New Delhi: Alembic Pharmaceuticals Limited (Alembic) today announced that it has received final approval from the US Food & Drug Administration (USFDA) for its Abbreviated New Drug Application (ANDA) Levothyroxine Sodium Tablets USP, 25 mcg, 50 mcg, 75 mcg, 88 mcg, 100 mcg, 112 mcg, 125 mcg, 137 mcg, 150 mcg, 175 mcg, 200 mcg and 300 mcg. The approved ANDA is therapeutically equivalent to the reference listed drug product (RLD), Synthroid Tablets, 25 mcg, 50 mcg, 75 mcg, 88 mcg, 100 mcg, 112 mcg, 125 mcg, 137 mcg, 150 mcg, 175 mcg, 200 mcg and 300 mcg, of AbbVie, Inc. (AbbVie).

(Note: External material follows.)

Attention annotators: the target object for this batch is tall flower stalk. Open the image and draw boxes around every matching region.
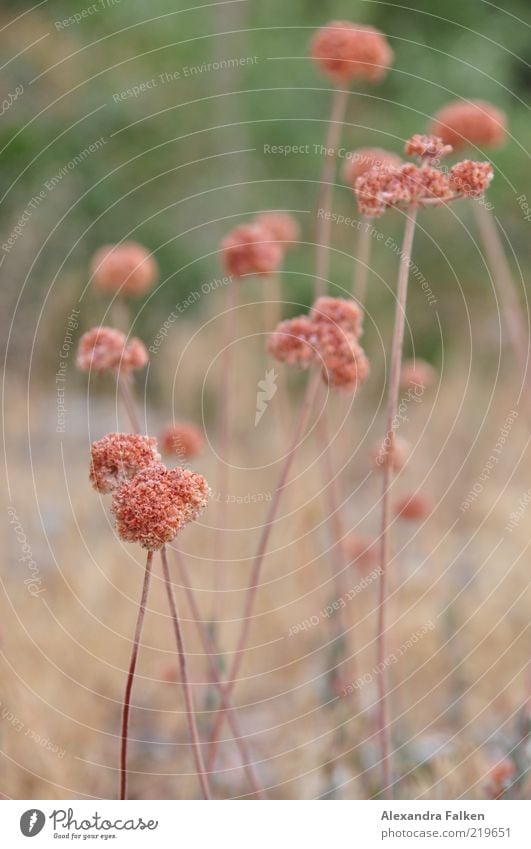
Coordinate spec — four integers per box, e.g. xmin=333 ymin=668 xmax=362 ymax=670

Levothyroxine sodium tablets are indicated as a replacement therapy in primary (thyroidal), secondary (pituitary), and tertiary (hypothalamic) congenital or acquired hypothyroidism. Levothyroxine sodium tablets are indicated as an adjunct to surgery and radioiodine therapy in the management of thyrotropin-dependent well-differentiated thyroid cancer. Refer label for a detailed indication.
Levothyroxine Sodium Tablets USP have an estimated market size of US$ 1,869 million for twelve months ending March 2026 according to IQVIA.
Alembic has a cumulative total of 239 ANDA approvals (220 final approvals and 19 tentative approvals) from USFDA.